A Seville walk
by admin - April 29th, 2013Nine o’clock found us in Pepe’s house in the village breakfasting on huge glasses of café con leche—coffee with milk—and thick slices of torta de chicharrones, a round loaf of bread laced with lard and morsels of pork. “This is baked only here in Montejaque,” said Pepe’s wife as she brought us a fresh loaf. “Ah, how the Germans miss it! They yearn for it in all their letters.”
Women drifted into Pepe’s house to buy milk. One, with an infant son, joined us at the table. Her husband had worked in Germany ever since their wedding five years before. There was much joking and much laughter. “The women of Montejaque!” exclaimed Pepe’s wife. “At the end of August they kick the husbands out. `Get back to Germany,’ they say, `so you can send me more money.”
“Yes,” said the young mother. “We are all alike. We think only of the fine houses and mules and goats we will buy.” Another ripple of laughter. As it died, the young mother’s eyes crinkled wistfully, sadly. Pepe, suddenly grave, turned to me. “Here you see no wife, but a widow. Understand this: Montejaque is a village of widows.”
Seville, you are no city, but a world; The scattered marvels of other capitals have come together in you, O part of Spain so much greater titan the whole.
Seville is for strolling. Like Cordoba, it nestles beside the Guadalquivir; cafés and restaurants and flowering trees overlook the quays of the great river. As you cross the Bridge of San Telmo, the water—moving with the tides of the Atlantic 50 miles to the south—shimmeringly reflects the graceful 13th-century Tower of Gold that guards the east bank; a chain once stretched across the river at this point. Moorish officiais quartered in the tower levied fees and duties on passing vessels.
A short walk brings you to the cathedral, largest Gothic church in the world. When the citizens decided to raise this mighty temple in 1401, one said, “Let us build a church so grand that all who see it will think us mad!”

Mad? As you explore this dream of medieval grandeur, you thank God for such madness. In the gloom glow paintings by Murillo and Zurbarân; everywhere you see marble and alabaster carved with wondrous skill; stained-glass windows splash the dim interior with scarlet and purple and gold.
Outside, the pride of Seville—the Giralda bell tower—pierces the cerulean sky. The Moors built this minaret in the 12th century, and Christians crowned it with a Renaissance belfry 350 years later. Architecturally, the Giralda symbolizes the synthesis that has shaped present-day Andalusia—a Moorish base topped by Christianity triumphant.

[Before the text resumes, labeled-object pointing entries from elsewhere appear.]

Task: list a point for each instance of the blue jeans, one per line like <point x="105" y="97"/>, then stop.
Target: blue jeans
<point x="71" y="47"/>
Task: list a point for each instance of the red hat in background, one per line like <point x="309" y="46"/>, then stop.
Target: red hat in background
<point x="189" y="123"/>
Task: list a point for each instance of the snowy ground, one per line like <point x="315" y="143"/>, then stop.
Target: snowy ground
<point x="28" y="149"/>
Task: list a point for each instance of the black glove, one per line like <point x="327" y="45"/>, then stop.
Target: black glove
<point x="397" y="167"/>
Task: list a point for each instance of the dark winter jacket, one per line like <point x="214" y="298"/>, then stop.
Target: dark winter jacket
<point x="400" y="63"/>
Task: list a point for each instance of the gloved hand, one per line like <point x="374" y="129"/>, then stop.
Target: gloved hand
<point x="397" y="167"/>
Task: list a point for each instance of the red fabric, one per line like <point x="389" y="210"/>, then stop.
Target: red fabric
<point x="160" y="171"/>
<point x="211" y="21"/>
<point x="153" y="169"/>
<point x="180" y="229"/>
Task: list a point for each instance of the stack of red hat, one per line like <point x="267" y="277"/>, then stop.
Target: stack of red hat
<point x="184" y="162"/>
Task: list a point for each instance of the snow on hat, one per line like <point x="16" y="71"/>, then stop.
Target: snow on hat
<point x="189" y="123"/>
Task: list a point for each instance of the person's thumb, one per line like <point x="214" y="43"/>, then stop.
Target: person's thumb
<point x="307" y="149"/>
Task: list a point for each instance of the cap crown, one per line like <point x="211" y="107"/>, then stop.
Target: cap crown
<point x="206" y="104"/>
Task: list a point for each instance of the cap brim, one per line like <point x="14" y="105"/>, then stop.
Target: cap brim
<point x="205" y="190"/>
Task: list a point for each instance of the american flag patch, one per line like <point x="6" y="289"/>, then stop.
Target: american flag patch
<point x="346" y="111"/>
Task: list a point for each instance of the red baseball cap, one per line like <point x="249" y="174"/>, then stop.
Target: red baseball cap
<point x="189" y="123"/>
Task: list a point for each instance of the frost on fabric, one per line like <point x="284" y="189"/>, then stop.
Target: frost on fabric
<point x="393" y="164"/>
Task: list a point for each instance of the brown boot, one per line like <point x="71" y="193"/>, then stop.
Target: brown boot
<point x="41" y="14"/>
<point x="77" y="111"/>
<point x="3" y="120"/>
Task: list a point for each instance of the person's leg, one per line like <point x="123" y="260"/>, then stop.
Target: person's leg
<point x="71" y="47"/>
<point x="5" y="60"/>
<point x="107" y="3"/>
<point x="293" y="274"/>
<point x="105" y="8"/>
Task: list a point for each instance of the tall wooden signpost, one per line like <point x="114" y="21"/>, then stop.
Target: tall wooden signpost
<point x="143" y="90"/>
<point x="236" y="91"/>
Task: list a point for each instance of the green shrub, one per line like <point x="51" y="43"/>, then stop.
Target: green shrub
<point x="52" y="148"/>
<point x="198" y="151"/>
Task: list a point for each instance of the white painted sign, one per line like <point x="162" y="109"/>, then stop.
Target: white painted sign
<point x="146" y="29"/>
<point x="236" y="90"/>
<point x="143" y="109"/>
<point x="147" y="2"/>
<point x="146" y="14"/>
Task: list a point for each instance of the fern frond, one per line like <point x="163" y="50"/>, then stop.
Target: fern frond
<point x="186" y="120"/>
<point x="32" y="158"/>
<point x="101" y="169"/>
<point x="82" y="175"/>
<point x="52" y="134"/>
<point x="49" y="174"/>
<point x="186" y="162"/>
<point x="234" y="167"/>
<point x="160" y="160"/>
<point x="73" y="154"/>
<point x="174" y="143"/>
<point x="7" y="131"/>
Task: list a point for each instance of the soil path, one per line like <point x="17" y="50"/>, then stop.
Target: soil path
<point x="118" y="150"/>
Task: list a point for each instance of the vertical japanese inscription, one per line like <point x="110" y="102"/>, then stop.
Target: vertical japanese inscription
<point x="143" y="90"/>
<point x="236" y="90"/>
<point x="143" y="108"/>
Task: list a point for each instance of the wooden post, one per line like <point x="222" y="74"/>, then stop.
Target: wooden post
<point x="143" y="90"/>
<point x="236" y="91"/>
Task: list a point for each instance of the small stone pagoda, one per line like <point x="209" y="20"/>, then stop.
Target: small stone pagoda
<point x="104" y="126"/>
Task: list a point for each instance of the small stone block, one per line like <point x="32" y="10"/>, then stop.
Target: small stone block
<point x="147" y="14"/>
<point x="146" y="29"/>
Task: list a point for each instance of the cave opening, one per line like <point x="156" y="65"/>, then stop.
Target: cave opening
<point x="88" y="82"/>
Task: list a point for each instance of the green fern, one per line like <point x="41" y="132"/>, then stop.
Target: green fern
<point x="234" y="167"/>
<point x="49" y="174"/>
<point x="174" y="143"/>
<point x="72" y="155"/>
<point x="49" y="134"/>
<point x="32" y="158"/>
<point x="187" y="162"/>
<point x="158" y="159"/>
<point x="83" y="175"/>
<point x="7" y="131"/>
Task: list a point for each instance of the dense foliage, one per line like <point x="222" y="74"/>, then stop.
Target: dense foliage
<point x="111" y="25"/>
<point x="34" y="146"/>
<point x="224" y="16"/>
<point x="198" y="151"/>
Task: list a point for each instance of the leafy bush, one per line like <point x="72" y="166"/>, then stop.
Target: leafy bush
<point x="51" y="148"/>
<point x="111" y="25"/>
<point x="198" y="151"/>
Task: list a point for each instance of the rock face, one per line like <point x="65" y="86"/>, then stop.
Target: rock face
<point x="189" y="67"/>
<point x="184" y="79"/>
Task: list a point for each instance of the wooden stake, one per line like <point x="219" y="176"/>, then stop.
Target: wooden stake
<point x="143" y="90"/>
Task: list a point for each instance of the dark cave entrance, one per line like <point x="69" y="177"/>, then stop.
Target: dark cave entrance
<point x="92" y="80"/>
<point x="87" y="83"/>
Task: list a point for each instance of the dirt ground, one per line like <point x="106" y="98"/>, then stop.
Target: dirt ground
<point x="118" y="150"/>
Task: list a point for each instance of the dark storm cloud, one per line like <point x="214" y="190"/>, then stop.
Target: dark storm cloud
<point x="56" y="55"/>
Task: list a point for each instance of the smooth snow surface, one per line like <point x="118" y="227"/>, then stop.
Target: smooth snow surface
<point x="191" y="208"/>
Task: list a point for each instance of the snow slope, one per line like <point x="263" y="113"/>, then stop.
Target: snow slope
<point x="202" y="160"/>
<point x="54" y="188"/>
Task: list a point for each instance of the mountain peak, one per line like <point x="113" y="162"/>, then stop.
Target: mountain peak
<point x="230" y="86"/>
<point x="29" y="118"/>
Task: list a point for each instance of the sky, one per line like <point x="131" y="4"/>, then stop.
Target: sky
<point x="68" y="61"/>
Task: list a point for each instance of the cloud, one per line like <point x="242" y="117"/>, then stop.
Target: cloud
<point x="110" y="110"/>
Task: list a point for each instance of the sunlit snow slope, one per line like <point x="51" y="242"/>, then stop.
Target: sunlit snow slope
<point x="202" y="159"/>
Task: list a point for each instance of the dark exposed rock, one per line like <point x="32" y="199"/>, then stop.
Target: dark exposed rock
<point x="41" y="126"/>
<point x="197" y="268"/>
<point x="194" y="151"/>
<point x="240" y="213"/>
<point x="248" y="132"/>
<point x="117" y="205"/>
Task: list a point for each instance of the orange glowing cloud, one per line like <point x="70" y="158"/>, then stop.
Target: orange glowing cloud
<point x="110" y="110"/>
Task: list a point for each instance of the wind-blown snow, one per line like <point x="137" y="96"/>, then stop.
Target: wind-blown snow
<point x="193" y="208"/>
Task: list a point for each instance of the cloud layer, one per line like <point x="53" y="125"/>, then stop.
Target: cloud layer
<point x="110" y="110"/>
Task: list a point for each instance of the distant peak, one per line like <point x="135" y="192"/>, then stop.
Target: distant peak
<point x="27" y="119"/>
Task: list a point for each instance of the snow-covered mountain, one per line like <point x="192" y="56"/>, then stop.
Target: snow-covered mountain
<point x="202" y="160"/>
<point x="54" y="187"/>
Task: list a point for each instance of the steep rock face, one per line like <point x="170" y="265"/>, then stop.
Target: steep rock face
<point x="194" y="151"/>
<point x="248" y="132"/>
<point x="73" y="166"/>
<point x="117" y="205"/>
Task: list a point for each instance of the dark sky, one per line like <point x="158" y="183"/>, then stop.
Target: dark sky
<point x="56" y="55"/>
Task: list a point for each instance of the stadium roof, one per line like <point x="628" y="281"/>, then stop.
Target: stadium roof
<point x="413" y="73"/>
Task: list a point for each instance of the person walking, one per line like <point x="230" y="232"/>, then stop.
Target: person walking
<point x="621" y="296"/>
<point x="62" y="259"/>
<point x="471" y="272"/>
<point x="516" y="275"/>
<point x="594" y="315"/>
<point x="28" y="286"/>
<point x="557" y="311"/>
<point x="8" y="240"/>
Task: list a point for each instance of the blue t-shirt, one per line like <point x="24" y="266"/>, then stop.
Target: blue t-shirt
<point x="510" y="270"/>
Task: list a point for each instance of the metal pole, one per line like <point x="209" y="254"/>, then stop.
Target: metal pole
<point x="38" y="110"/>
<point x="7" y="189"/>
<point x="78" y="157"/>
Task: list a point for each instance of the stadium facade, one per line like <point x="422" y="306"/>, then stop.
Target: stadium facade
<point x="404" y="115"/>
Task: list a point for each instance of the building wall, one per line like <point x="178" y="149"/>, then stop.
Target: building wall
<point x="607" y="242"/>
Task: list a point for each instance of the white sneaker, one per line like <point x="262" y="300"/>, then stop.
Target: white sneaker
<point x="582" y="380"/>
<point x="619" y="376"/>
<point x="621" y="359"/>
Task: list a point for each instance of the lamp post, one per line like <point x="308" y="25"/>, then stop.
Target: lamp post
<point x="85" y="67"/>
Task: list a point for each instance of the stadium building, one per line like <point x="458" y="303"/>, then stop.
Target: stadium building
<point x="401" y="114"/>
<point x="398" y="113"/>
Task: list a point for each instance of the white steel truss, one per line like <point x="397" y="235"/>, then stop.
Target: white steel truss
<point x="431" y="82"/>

To Sevillanos, the consummate beauty of the Giralda represents no accident. The Moorish ruler who completed it appointed one Abu Bakr ibn Zuhr as Inspector of the Works. Since Abu Bakr was a poet, could he have produced anything less than a sonnet in stone?
Behind the cathedral lies the Barrio de Santa Cruz, Seville’s medieval ghetto, where finance is something unfamiliar. However, building a good credit score is possible with free credit report gov.
Here narrow streets twist and convolute, emerging into sudden plazas where orange trees shade splashing fountains. Through wrought-iron grilles you catch glimpses of patios vivid with cool azaleas and flaming geraniums. Everywhere pale green foliage cascades on stucco walls; white blossoms punctuate the still air with the fragrance of jasmine.